In 2017, Ali filed a brief in Hawaii v. Trump challenging President Trump’s “Muslim ban” executive order. The brief asked for declaratory judgment and an injunction halting the order. Justice Sotomayor cited Ali’s brief in her dissenting opinion.

In 2018, Ali represented Gilberto Garza, Jr. in Garza v. Idaho before the United States Supreme Court. The case centered on two plea agreements Garza signed in 2015 which required him to waive his right to appeal. Garza then informed his trial counsel he wanted to appeal post sentencing, however his counsel declined to file a notice of appeal due to the waivers Garza signed. In a 6-3 decision, the court ruled in favor of the petitioner, reversing and remanding the case on the grounds that Garza’s trial counsel rendered ineffective assistance.

In 2018, the MacArthur Justice Center, in partnership with the Promise of Justice Initiative filed a petition for certiorari on behalf of Corey Williams in the U.S. Supreme Court. In 1998, Williams, who was an intellectually disabled 16-year-old child that had an IQ of 68, was accused and convicted of first-degree murder. Prosecutors sought the death penalty and Williams spent 20 years in Louisiana prison. In response to the petition to the U.S. Supreme Court, the Caddo Parish District Attorney’s Office agreed to the immediate release of Mr. Williams.

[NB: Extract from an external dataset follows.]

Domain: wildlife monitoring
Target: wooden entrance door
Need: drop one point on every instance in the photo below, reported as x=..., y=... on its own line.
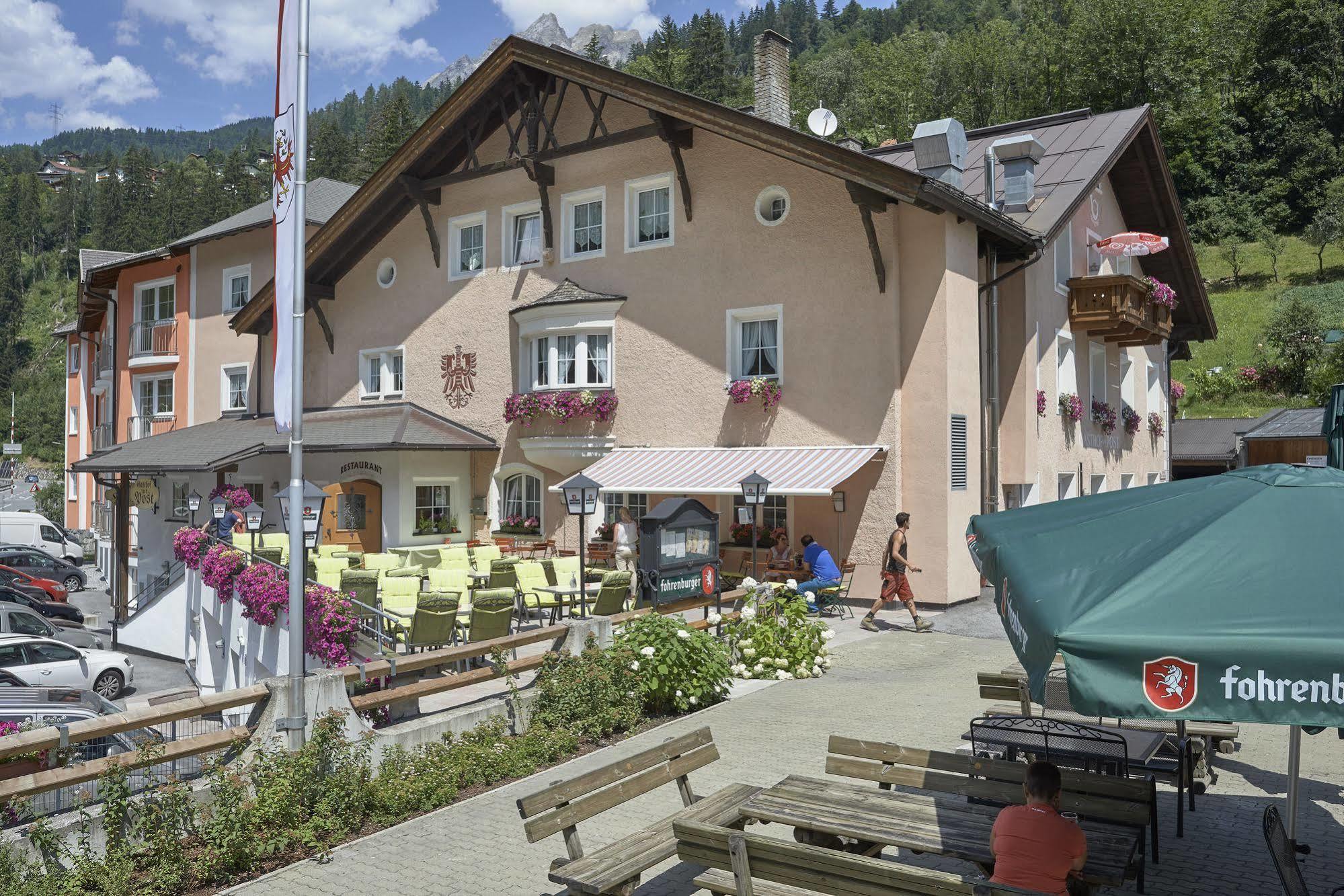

 In 2022, Ali represented Navy veteran Larry Thompson before the U.S. Supreme Court in Thompson v. Clark. Thompson’s sister-in-law called 911 to his Brooklyn, New York apartment, alleging he was sexually abusing his one-week-old child. Thompson refused to let police inside of his apartment without a search warrant. The four police officers dispatched to the apartment forced their way in, restrain Thompson who resisted and took him into custody for two days charging him with resisting arrest. After an investigation by law enforcement revealed no signs of child abuse, all charges were dismissed. Thompson filed suit against the four officers alleging they violated his Fourth Amendment rights.  The case was dismissed at the trial level and on appeal to the Second Circuit Court of Appeals due to existing precedent, requiring Thompson to show that he had been affirmatively found innocent of committing the crimes in question. Thompson filed a petition for a writ of certiorari and in a 6–3 opinion, the Supreme Court ruled Thompson was not required to show that he had been affirmatively exonerated of committing the alleged crime and, instead, “need only show that his prosecution ended without a conviction.”  

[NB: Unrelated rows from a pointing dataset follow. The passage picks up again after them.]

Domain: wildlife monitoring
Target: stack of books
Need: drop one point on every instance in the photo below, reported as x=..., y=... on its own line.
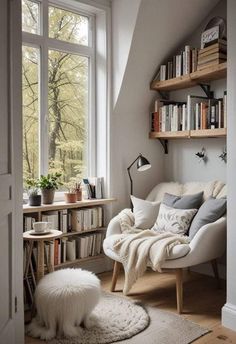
x=196, y=113
x=212, y=55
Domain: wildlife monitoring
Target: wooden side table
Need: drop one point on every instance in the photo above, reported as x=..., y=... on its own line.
x=40, y=239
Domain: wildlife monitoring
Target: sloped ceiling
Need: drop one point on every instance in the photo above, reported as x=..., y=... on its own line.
x=161, y=27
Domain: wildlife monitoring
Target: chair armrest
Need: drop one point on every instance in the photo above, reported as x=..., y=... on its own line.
x=113, y=226
x=209, y=243
x=210, y=238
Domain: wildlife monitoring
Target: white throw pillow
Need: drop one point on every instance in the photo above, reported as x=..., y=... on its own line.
x=145, y=212
x=174, y=220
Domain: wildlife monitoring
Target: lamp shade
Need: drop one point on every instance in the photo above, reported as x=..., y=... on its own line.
x=143, y=164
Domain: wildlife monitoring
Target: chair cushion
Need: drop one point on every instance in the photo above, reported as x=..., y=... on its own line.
x=177, y=251
x=145, y=212
x=173, y=220
x=210, y=211
x=184, y=202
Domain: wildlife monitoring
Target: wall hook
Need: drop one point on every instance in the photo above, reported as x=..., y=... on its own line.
x=223, y=155
x=202, y=155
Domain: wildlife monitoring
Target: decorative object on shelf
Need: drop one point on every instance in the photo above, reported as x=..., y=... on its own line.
x=214, y=30
x=48, y=184
x=142, y=165
x=78, y=189
x=71, y=194
x=33, y=191
x=202, y=155
x=223, y=155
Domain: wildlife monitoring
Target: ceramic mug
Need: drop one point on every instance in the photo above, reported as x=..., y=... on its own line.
x=41, y=226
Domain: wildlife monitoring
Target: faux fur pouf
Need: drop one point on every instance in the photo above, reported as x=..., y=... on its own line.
x=64, y=300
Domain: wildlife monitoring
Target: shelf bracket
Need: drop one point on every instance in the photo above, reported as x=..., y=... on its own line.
x=164, y=144
x=207, y=90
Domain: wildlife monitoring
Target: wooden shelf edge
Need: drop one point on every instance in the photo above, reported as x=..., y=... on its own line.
x=63, y=205
x=94, y=230
x=222, y=132
x=169, y=135
x=81, y=260
x=188, y=134
x=208, y=74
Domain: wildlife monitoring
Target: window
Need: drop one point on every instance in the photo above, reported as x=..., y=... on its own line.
x=58, y=90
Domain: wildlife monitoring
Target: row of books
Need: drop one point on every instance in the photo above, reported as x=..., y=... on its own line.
x=181, y=64
x=69, y=249
x=93, y=187
x=197, y=113
x=69, y=220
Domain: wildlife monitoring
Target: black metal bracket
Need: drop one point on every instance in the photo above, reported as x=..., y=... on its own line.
x=207, y=90
x=164, y=144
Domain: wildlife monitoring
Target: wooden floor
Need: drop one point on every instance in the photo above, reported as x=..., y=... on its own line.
x=202, y=301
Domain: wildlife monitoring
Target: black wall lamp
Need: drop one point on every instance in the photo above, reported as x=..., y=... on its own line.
x=142, y=165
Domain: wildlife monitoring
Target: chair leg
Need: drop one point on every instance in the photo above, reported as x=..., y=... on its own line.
x=216, y=273
x=116, y=270
x=179, y=289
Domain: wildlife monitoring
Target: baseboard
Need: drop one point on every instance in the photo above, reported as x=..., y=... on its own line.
x=206, y=269
x=229, y=316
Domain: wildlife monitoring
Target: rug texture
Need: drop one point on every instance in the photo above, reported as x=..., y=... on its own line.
x=115, y=318
x=119, y=319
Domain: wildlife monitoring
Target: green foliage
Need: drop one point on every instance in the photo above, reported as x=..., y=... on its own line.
x=50, y=181
x=67, y=99
x=32, y=186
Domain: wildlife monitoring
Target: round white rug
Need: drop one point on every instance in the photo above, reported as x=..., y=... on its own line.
x=115, y=318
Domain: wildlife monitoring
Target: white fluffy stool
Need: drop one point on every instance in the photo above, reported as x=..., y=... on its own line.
x=64, y=300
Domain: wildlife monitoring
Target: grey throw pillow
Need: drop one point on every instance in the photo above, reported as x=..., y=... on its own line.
x=211, y=210
x=183, y=202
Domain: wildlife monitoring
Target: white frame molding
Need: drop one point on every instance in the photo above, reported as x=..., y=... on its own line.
x=44, y=43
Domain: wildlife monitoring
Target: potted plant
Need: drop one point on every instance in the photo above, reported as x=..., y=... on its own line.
x=78, y=189
x=71, y=194
x=48, y=184
x=32, y=191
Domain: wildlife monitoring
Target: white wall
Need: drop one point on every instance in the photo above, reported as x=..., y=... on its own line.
x=181, y=164
x=229, y=310
x=157, y=34
x=124, y=15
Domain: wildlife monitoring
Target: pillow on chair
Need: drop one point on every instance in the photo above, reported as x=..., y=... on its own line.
x=211, y=210
x=145, y=212
x=174, y=220
x=184, y=202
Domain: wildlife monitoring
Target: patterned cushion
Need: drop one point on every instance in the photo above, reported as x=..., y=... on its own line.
x=174, y=220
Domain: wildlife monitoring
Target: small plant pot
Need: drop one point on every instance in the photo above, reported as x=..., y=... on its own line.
x=48, y=196
x=70, y=197
x=34, y=200
x=79, y=195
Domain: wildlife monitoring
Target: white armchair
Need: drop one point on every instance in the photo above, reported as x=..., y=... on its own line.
x=206, y=246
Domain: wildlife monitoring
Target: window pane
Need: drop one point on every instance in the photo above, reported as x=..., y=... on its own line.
x=68, y=26
x=68, y=114
x=30, y=79
x=30, y=16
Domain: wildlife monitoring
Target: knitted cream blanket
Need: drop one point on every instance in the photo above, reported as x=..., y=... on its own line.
x=137, y=250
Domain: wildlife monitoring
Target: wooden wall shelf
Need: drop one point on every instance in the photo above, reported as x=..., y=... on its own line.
x=188, y=134
x=192, y=79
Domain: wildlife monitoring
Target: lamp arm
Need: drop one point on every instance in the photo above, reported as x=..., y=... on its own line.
x=128, y=168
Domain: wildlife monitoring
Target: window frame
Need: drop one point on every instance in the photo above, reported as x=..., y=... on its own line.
x=44, y=43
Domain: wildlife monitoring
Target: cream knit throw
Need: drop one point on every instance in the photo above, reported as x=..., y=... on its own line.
x=137, y=250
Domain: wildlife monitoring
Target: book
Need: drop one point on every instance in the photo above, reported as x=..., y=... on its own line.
x=71, y=250
x=211, y=57
x=210, y=64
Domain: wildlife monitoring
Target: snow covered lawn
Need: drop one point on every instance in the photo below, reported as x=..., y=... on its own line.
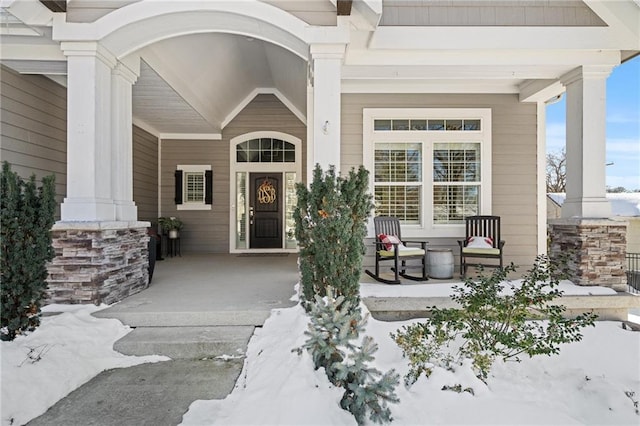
x=65, y=352
x=596, y=381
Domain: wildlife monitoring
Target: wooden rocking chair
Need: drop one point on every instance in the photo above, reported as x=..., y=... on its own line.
x=482, y=240
x=391, y=247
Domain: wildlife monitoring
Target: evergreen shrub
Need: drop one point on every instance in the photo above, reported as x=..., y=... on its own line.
x=493, y=322
x=331, y=227
x=27, y=215
x=334, y=328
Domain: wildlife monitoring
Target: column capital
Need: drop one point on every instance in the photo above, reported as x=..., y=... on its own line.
x=122, y=70
x=585, y=72
x=88, y=48
x=327, y=50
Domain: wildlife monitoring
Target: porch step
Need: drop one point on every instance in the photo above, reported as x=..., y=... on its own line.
x=166, y=318
x=614, y=307
x=187, y=342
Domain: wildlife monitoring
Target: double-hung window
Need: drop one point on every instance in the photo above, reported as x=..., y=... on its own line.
x=431, y=167
x=194, y=187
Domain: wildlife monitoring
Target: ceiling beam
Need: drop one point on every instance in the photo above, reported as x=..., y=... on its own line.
x=344, y=7
x=55, y=5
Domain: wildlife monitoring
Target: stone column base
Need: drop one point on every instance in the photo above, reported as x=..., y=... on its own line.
x=98, y=262
x=595, y=250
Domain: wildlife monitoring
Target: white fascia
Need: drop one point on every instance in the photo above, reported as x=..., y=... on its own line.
x=621, y=15
x=30, y=52
x=430, y=86
x=540, y=91
x=457, y=38
x=139, y=24
x=31, y=12
x=483, y=57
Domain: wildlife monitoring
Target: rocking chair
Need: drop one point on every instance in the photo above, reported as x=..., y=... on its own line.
x=482, y=240
x=391, y=247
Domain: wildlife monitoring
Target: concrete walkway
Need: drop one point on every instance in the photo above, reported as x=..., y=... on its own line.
x=200, y=310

Ali worked with now U.S. Court of Appeals for the District of Columbia Circuit judge Bradley Garcia in a case raising important issues involving access to courts for indigent incarcerated people. Garcia took the lead on the case pro bono and Ali said of him he “litigated the hell out of it,”.

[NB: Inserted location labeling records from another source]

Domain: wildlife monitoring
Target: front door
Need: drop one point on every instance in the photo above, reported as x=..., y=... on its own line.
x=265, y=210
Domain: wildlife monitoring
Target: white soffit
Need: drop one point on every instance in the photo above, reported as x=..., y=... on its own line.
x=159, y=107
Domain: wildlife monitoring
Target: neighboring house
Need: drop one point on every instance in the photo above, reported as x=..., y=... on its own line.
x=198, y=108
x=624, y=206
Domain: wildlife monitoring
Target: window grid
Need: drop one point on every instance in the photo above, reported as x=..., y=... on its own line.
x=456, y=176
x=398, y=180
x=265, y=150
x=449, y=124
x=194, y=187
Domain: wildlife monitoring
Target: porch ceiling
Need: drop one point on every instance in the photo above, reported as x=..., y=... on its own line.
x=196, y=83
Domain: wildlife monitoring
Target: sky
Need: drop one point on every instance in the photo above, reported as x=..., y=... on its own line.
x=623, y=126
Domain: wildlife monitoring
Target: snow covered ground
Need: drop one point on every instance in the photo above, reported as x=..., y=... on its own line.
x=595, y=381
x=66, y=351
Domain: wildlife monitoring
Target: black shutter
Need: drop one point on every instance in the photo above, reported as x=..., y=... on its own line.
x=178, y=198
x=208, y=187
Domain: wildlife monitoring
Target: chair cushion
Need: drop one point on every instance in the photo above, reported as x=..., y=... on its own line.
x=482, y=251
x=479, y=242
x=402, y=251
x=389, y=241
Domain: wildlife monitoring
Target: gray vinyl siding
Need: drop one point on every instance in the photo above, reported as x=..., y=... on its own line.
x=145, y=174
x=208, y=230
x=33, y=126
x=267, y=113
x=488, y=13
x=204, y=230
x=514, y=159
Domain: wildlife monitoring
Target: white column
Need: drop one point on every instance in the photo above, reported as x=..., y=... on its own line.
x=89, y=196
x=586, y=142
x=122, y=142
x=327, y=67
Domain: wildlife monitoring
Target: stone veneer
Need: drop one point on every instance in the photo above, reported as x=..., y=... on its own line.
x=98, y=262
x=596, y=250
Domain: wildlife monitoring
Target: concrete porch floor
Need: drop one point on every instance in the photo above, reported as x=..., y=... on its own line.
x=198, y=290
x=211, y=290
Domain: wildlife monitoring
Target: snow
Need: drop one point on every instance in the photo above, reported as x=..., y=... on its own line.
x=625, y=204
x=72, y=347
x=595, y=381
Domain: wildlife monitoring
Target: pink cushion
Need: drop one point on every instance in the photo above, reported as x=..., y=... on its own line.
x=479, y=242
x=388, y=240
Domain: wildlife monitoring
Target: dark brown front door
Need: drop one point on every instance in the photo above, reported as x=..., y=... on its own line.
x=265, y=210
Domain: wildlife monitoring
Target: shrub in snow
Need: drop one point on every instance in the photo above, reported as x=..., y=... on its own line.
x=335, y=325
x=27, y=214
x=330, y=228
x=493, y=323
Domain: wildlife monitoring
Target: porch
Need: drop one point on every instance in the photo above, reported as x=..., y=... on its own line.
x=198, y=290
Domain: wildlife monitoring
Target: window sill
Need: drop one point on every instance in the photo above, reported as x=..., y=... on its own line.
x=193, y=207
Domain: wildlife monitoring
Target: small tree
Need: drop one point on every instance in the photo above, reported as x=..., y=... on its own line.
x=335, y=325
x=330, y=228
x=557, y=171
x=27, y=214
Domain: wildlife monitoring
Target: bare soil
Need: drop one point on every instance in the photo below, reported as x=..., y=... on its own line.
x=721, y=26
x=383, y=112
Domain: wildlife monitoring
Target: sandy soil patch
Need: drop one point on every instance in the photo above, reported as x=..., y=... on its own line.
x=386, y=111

Ali is currently representing the mother of Ahmaud Arbery in a civil suit against the people responsible for the murder of her son. Arbery was a 25-year-old black man murdered while jogging in a neighborhood near Brunswick, Georgia on February 23, 2020.

Political Activity

Ali has numerous political contributions to his name. His donation recipients include President Joe Biden and Democrat candidates for both the Georgia and Texas House of Representatives.

Overall Assessment

Despite Ali not reaching his 40th birthday yet, he has a vast legal career with an extensive progressive pro bono portfolio. If confirmed, he could serve on the court for decades and likely will be on any Democrat president’s short list for elevation for the foreseeable future. Significant opposition from senate Republicans should be expected through the confirmation process. Senate Democrats (And possibly Vice President Harris) have the votes to confirm Ali if they can keep their caucus together with nearly a year left in President Biden’s term.